Theodore Pellerin and Lucas Hedges in “Boy Erased.”
Photo: Focus Features
“Boy Erased” deals with gay conversion therapy and also a culture and a way of life in which such a thing could make sense. It’s an immersion into a world and a mindset, both of which are foreign to most people that live in cities, but the foreignness makes it fascinating. To writer-director Joel Edgerton’s credit, “Boy Erased” is fair to people who think in this way, even as it exposes the bad things that can happen as a result.
The film is based on Garrard Conley’s memoir of growing up gay in Fundamentalist Arkansas. The names are changed, and so here we follow the story of Jared (Lucas Hedges), an intelligent kid whose mother seems like a meek church lady — except that she is played by Nicole Kidman, so she can’t stay meek for long — and his father is a Baptist preacher, played by the always formidable Russell Crowe.
On the surface, everything’s great. Jared has a girlfriend, and he is about to graduate high school. But the girlfriend is unable to persuade him to have sex with her; and Jared lives with the oppressive knowledge that his thoughts, fantasies and impulses define him as something wrong and perhaps evil in the belief system of everyone he knows, including his own parents. In such a context, how could he not think that he’s the one with the problem?
He might have gone on like this for a while, with his internal and external lives at cross-purposes, except that one day he is outed. The outing comes in the form of an anonymous phone call, and in the ensuing family discussion, Jared admits to having gay proclivities. So Dad gives him a choice, either to be cast out of the house as a deviant or to agree to get help in the form of conversion therapy. Understandably, Jared chooses to get help.
Joel Edgerton in “Boy Erased.”
Photo: Focus Features
As Jared, Hedges gives a measured, carefully scored performance, in that we can read the progress of his thinking just by watching his face over the course of the film. He starts off guilty and hopeful. Being gay has been nothing but a horrible strain and inconvenience, so if he can be transformed and jump back into the car with his girlfriend and a brand new attitude, that’s fine with him. But he’s too smart — both Hedges as an actor and Jared as a character — not to see what’s in front of him and admit what’s going on.
Joel Edgerton, who wrote and directed, co-stars in “Boy Erased.” Edgerton casts himself as Sykes, who runs the conversion program, and he couldn’t have found a better actor for the role. Edgerton is really good at presenting a sure façade, while suggesting doubt; an intelligent façade, while suggesting stupidity; an impressive façade, while suggesting hollowness — and conversely, a corrupt façade, while suggesting a core humanity. “Boy Erased” takes us within the walls of the conversion center, where we get to see the nature of the therapy, a mix of dime-store psychology, false arguments, flogging with bibles (literally), and verbal abuse: “God will not love you the way you are right now.” The therapy seems like an expression of Sykes’ own conflicts and limitations.
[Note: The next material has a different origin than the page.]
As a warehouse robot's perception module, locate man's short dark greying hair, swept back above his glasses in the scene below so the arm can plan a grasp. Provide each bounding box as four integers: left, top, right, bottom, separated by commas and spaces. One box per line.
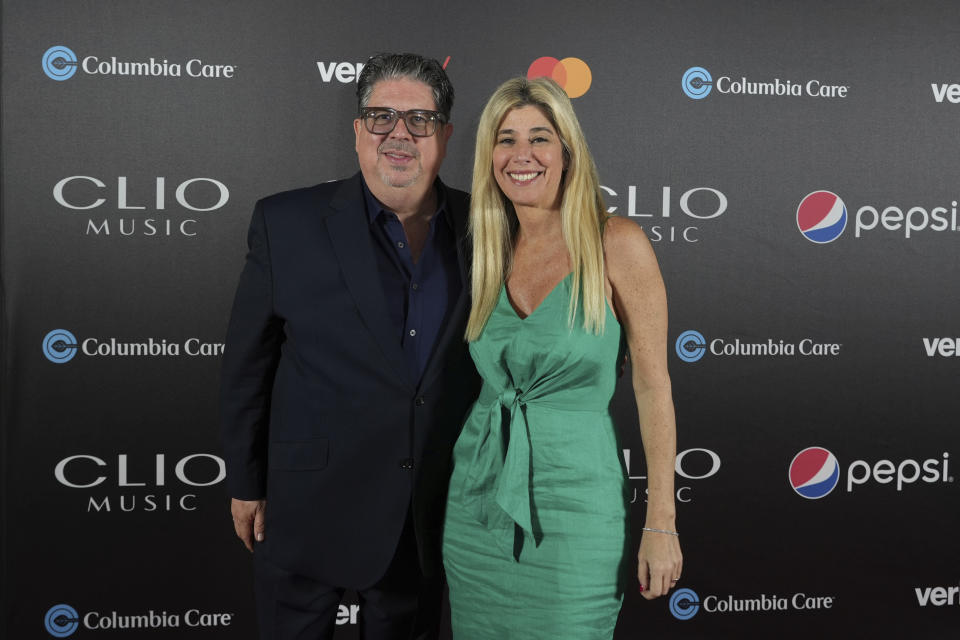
357, 53, 453, 122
“Boy Erased” is something more and something less than an expose of conversion therapy practices. The therapy seems useless and potentially destructive, but more misguided than cruel or frightening. The larger picture is the social context, which encompasses not just the therapy, but the church, the community and the family. Jared’s parents find themselves confronted by a logical conundrum disguised as a simple moral issue. They know everything they’ve been told, and they know how they feel about their son, and they have to decide what to trust, their beliefs or their perceptions.
As such, “Boy Erased” is a low-key film, not especially dramatic or ambitious, but dedicated to showing how people think and can sometimes change. Within its small scope, it’s a positive achievement.
MBoy Erased: Drama. Starring Lucas Hedges and Joel Edgerton. Directed by Joel Edgerton. (R. 114 minutes.)